The most helpful activities are often ones that you know provide meaning, enjoyment, or a sense of mastery. These help boost mood and focus your attention away from urges to drink.
New hobbies may be most effective when you haven’t tried them before but have been interested in trying them and think they will feel enjoyable or meaningful.
Reduce time with friends who drink
Hanging out with friends who drink alcohol in large quantities can increase the likelihood that you will feel pressured to drink as well. Consider taking a break from friends who might, whether they mean to or not, make you feel pressured to drink socially.
“If you want to maintain the friendship, see a movie or do an activity with them that does not involve alcohol,” says Hafeez.
Surround yourself with people who support you
Be selective about who you spend time with during this transition. Try to spend more time with people who you trust to respect your decision to reduce or eliminate drinking alcohol, rather than those who will judge or pressure you.
“If you only get pressure, then there may be tough choices to make about your peer group,” says Hochman.
Practice “urge surfing”
Urge surfing can be a helpful approach to practicing the skill of tolerating cravings. To try urge surfing when a craving hits, take a moment to recognize the urge and let it pass over you.
“Gain experience letting desires pass,” Hochman explains. “Ultimately, anyone trying to fully control their drinking needs to learn what drives them to it to begin with. When you explore and address your underlying psychological and emotional distress, you can gain mastery in ways well beyond drinking.”
The next time you find yourself craving a drink, you can give it a try and see if it helps.
If you want to explore your relationship with alcohol, it can be helpful to cut it out and note any changes in your life caused by its elimination.
There are numerous benefits that can come with stopping alcohol consumption, such as:
- lower blood pressure
- increased energy
- better sleep
If you’re hoping to try a sober curious lifestyle, it’s a good idea to start by replacing alcohol-centric activities with a new hobby or exercise, or spending more time with friends and family who you know will support your decision.
In a society where so many social events revolve around the consumption of alcohol, it may be difficult to say “no” when friends ask you to join them at a bar. But if you’re sober curious, you can remind yourself that there are many ways to socialize that don’t involve drinking, like seeing a movie or playing a sport.

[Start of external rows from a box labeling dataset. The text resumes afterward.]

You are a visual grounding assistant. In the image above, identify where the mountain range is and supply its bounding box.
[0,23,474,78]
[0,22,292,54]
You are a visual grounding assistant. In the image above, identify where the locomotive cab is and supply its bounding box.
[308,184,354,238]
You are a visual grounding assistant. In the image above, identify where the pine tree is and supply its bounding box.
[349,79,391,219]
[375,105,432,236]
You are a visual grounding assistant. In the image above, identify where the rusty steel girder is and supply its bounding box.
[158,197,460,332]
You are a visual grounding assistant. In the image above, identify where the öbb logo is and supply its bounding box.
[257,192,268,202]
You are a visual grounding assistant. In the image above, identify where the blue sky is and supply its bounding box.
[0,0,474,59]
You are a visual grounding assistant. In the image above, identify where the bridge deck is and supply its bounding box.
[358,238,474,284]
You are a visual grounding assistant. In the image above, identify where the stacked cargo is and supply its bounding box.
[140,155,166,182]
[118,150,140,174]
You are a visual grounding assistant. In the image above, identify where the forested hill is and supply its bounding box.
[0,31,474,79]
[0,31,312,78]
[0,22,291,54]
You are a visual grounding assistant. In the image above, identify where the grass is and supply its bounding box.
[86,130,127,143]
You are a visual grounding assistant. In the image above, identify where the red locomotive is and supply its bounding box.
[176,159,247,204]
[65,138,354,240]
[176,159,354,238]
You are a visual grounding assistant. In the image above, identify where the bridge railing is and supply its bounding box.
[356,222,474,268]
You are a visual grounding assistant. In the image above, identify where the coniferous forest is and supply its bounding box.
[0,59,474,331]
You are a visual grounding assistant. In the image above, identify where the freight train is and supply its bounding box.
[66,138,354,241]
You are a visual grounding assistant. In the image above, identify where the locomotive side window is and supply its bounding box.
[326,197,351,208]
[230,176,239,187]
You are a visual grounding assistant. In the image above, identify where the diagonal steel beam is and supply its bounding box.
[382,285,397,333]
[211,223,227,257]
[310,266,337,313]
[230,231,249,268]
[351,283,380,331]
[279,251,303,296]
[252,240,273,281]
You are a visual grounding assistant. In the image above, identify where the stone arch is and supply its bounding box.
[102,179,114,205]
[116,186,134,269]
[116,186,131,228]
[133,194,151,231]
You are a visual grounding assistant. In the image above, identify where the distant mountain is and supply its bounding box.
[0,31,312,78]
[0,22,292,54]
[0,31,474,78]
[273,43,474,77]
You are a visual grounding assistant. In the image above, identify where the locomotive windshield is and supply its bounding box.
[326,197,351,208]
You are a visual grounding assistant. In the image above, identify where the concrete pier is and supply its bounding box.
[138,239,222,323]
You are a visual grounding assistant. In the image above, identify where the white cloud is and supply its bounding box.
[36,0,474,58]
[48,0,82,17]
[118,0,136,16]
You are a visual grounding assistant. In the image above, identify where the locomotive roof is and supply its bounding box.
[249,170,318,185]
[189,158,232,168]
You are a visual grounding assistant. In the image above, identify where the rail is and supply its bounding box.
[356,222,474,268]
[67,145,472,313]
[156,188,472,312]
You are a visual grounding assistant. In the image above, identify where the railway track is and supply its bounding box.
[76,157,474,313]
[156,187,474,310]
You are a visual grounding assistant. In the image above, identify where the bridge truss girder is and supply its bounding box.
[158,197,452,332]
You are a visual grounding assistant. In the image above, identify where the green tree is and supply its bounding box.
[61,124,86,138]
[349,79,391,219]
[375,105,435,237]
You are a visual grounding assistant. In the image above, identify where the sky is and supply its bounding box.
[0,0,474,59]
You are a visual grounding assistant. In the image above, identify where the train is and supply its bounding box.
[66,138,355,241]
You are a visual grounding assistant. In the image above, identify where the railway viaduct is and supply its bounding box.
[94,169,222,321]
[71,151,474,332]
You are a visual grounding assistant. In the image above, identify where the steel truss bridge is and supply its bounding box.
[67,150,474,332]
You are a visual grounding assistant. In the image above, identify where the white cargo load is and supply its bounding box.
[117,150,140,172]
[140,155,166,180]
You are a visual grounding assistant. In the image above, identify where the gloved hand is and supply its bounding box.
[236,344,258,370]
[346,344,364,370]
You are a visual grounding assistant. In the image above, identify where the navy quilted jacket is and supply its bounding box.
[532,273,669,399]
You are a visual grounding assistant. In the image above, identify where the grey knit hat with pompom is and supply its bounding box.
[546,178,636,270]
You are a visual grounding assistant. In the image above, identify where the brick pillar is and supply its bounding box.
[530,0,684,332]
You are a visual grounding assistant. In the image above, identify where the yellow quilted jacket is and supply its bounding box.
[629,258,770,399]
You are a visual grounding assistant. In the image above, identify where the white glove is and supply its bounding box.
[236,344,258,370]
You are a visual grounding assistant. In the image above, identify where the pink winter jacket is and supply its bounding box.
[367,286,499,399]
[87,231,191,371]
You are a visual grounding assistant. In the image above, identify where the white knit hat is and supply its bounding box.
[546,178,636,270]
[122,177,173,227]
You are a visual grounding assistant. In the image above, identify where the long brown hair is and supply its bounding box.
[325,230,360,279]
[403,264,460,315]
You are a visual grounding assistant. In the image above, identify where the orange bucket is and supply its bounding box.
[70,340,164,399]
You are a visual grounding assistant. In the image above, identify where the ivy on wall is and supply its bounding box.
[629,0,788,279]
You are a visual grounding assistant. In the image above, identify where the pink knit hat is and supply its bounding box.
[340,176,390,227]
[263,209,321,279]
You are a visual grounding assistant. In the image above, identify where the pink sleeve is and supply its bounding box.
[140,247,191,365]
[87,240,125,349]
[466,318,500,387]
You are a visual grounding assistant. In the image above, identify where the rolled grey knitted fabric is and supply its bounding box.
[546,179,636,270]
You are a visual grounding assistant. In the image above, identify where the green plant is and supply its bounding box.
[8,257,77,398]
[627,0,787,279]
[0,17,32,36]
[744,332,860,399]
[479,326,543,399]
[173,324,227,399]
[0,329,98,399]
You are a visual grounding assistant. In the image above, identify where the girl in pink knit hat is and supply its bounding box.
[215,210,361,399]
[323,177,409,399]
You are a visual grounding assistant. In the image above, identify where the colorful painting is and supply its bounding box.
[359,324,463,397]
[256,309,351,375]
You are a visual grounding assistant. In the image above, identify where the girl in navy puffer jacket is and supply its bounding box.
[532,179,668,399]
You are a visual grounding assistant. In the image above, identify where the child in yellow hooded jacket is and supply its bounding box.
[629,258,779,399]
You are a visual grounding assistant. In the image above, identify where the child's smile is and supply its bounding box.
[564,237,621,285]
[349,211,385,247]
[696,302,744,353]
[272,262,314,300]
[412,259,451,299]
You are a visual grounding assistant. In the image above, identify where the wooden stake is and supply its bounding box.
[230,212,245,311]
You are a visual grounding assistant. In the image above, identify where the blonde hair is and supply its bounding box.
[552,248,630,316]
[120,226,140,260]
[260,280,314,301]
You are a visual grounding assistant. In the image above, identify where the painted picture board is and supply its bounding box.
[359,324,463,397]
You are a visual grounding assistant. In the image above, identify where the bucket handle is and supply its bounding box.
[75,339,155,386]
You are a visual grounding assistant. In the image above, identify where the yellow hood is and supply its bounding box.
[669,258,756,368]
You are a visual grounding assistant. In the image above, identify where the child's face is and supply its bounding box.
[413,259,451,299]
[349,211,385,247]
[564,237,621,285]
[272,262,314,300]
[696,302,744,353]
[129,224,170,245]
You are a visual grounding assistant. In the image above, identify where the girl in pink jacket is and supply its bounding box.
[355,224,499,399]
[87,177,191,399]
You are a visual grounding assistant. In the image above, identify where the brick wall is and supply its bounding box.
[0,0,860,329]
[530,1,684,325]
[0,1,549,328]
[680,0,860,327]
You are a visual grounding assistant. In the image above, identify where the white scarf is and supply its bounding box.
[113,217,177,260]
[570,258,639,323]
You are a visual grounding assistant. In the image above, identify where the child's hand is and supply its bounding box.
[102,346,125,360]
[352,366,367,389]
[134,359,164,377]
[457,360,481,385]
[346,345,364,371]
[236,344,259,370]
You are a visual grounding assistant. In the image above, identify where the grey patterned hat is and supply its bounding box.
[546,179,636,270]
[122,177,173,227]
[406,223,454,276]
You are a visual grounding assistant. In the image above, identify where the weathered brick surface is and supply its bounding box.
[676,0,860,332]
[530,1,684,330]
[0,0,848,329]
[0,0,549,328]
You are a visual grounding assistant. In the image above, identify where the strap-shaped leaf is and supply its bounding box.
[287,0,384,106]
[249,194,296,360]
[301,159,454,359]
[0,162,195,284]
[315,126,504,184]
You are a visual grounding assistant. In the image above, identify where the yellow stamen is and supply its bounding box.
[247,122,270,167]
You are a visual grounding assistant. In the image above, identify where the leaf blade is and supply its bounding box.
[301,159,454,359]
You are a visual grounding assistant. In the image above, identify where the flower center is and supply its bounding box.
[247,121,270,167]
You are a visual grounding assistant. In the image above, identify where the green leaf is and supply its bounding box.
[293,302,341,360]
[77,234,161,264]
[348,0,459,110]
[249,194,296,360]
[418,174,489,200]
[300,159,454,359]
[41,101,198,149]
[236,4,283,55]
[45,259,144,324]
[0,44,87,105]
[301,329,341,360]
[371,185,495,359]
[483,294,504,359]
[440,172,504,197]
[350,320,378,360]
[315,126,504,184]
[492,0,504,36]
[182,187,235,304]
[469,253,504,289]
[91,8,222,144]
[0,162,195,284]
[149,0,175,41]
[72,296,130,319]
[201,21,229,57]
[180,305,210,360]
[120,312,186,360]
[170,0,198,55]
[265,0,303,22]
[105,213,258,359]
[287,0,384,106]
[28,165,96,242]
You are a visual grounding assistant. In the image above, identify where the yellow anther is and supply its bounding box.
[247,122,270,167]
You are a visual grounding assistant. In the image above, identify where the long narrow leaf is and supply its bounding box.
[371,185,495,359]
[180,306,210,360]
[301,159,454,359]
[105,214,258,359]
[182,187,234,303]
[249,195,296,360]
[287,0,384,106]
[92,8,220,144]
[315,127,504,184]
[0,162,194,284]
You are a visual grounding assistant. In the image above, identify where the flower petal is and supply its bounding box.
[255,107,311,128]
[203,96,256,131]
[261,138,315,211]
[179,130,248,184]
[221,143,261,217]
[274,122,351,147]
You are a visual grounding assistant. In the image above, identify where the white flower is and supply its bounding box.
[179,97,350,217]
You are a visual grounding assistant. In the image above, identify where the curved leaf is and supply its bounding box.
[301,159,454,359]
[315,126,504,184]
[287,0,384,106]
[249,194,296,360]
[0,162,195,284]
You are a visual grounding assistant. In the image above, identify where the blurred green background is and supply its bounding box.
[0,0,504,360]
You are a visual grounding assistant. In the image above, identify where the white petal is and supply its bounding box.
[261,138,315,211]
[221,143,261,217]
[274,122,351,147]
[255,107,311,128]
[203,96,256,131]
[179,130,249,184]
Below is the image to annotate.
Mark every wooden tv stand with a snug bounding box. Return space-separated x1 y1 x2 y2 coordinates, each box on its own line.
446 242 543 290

Before you begin trying out sobriety, surround yourself with supportive people who will cheer you on and take your decision seriously. You may want to also set yourself up with some support before you embark on your sober curious journey. To do this, you can:
- reach out to a therapist or counselor
- pick up a book on the subject
- look into AA services in your area
And remember: If you don’t meet any goals you may set for yourself, no sweat! The point of being sober curious is to explore if you may benefit from sobriety. You haven’t failed if you don’t make it to the end of Dry January without a drink. What’s most important is gaining a better understanding of yourself and your relationship with alcohol.